The most recent previous study of elk in Nebraska was published by Husker scientists in 2005 and was limited to the Pine Ridge area. The study concluded that “up to 600 elk could be sustained in the Pine Ridge area without significant impacts to landowners.” Elk, the study said, “shifted home ranges in association with the seasonal availability of agricultural crops, in particular alfalfa, oats and winter wheat.”
Much of the work of this current project, Benson said, will be carried out by graduate student Tabitha Hughes, who will conduct extensive field work, data analysis and scientific writing.

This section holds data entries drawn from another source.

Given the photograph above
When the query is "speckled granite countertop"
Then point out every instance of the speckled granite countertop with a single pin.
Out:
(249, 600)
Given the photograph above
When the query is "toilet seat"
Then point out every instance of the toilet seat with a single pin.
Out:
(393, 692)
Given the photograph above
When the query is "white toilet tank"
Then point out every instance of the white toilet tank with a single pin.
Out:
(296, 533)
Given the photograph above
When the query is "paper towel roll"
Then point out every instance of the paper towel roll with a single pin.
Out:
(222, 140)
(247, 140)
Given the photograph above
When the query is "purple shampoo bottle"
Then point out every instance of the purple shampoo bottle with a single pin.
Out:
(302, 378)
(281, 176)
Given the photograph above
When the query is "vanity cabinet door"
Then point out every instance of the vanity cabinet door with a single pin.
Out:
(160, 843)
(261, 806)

In addition to providing game and parks with “very practical information for local management,” Benson said, it’s important “for us to relate this to the big picture and learn something more broadly about elk and hopefully about animals in general.”
Benson, a native New Englander, has had a wide-ranging career in wildlife ecology studies. His research projects have taken him across the country, studying black bears in Louisiana; the endangered Florida panther in south Florida; moose and their predators in Alaska; mountain lions in California and Nevada; and great white sharks off the Pacific coast.

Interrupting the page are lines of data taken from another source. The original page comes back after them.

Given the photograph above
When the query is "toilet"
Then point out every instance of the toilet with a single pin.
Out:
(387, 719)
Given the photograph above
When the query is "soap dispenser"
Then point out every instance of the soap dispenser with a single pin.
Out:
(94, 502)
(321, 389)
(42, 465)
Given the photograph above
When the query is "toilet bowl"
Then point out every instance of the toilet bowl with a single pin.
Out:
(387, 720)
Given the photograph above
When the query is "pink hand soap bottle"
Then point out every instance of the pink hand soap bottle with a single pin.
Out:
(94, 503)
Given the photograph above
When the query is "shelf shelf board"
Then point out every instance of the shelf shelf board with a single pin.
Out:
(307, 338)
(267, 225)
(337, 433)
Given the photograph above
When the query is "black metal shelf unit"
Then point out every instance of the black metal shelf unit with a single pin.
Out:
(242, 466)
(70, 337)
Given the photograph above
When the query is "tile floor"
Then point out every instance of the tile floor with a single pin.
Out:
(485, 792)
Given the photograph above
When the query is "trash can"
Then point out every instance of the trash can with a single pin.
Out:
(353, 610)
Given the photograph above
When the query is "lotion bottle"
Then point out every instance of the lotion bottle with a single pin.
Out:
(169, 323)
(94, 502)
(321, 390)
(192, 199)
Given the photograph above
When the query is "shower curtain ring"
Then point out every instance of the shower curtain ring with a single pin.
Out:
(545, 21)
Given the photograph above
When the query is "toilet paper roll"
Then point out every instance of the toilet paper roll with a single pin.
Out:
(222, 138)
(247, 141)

Most wildlife-study projects involve limiting the research to relatively small, constrained geographic areas. This new project is especially encouraging, Benson said, because it provides the chance to look at elk dynamics across the entire state.
“It’s an exciting opportunity to think about these ecological questions on such a big scale,” he said.
“Generally when we think about elk, we think about them in the Rocky Mountains and probably other places. I think it’s going to be pretty interesting to see how they live in this prairie, agricultural landscape that we have here in the northern Great Plains.”